Transcatheter Aortic Valve Replacement (TAVR)
TAVR is an innovative and minimally invasive new procedure that treats patients with a serious, life threatening condition called aortic stenosis.
Since 2012, WellSpan physicians have been performing TAVR for patients from York County and around the world. This cutting-edge technology is offered to patients with severe aortic stenosis and moderate to extremely high surgical risk.
WellSpan physicians were involved with many of the pivotal research trials that helped bring this new therapy to approval by the US. Food and Drug Administration (FDA). WellSpan remains on the forefront of medical technology by staying involved in multiple current local, national, and international trials involving TAVR and other structural heart therapies, which enables us to offer world-class cutting-edge technology right here in York County.
TAVR is a non-surgical procedure that involves the insertion of a catheter into the patient’s femoral artery, a vessel that provides blood to the leg. Through this catheter, a new valve is delivered to the heart through the aorta. The new valve consists of a valve made of bovine or porcine heart tissue supported by an expandable metal cage. This new valve is then placed inside the diseased valve to replace the old one with a new and normally functioning valve. Because of the minimal invasiveness of the procedure, most patients are able to go home within 1 to 3 days after the procedure. Patients who receive this new valve usually feel much better within a few days.
Percutaneous (non-surgical) Mitral Valve Repair: MitraClip
Patients with mitral regurgitation who are not ideal candidates for surgery can often be treated with percutaneous mitral repair. This is a non-surgical, catheter-based procedure where the two leaflets of the mitral valve are brought together with a clip at the place where the leakage occurs. This corrects the area of leakage in the mitral valve resulting in a significant reduction in mitral regurgitation. Most patients can expect to go home the next day. WellSpan physicians frequently perform percutaneous repair of the mitral valve and have been doing so since 2015.
Atrial Septal Defect (ASD) and Ventricular Septal Defect (VSD) closure
Patients born with a hole between the top chambers (atrial septal defect, ASD) or the bottom chambers (ventricular septal defect, VSD) of the heart may develop symptoms such as shortness of breath, fatigue, and ultimately congestive heart failure if untreated.
Both ASDs and VSDs are most commonly treated by a non-surgical procedure called ASD or VSD closure. In this procedure, a small, self-expanding patch is delivered through a catheter from the leg vessel. This patch is placed across the defect to close the hole. Most patients can expect to go home the next day after the minimally-invasive procedure.
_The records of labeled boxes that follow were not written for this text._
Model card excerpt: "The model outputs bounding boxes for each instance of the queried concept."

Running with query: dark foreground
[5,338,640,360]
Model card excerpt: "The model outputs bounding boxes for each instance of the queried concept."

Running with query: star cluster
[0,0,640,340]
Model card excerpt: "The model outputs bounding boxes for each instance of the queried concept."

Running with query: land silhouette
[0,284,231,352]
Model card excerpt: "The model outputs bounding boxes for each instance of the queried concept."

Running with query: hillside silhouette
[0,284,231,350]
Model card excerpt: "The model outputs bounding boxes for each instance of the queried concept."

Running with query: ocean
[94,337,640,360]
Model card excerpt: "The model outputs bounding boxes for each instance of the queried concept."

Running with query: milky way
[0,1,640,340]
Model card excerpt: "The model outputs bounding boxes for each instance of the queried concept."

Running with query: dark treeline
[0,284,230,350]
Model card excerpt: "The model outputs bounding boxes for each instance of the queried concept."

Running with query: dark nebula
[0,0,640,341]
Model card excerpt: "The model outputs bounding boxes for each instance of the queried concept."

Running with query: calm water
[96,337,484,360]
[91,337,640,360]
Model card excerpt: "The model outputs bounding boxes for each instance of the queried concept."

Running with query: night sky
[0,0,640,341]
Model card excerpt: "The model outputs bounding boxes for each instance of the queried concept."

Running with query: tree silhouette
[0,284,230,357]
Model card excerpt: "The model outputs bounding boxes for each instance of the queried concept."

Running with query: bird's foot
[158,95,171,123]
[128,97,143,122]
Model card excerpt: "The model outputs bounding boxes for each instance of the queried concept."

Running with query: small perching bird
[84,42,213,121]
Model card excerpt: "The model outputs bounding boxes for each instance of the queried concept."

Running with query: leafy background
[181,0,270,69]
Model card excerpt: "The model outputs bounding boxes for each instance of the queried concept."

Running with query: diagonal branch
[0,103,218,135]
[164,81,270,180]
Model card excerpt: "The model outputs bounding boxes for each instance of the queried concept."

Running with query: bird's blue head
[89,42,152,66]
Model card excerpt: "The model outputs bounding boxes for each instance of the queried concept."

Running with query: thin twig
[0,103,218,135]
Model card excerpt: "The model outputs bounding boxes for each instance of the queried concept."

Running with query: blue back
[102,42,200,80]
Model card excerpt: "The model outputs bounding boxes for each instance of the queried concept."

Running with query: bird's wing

Interventional cardiologists at WellSpan have been performing ASD and VSD closures since 2012.
Percutaneous Transvenous Mitral Commissurotomy (PTMC) or Mitral Valvuloplasty
Many patients with mitral stenosis can be treated with a non-surgical procedure called percutaneous transvenous mitral commissurotomy (PTMC) or just mitral valvuloplasty for short. PTMC or mitral valvuloplasty is a procedure where a balloon on a catheter is inserted into a vein in the leg and up to the heart and across the mitral valve. The balloon is inflated in the valve causing the valve to dilate and effectively treat the mitral stenosis.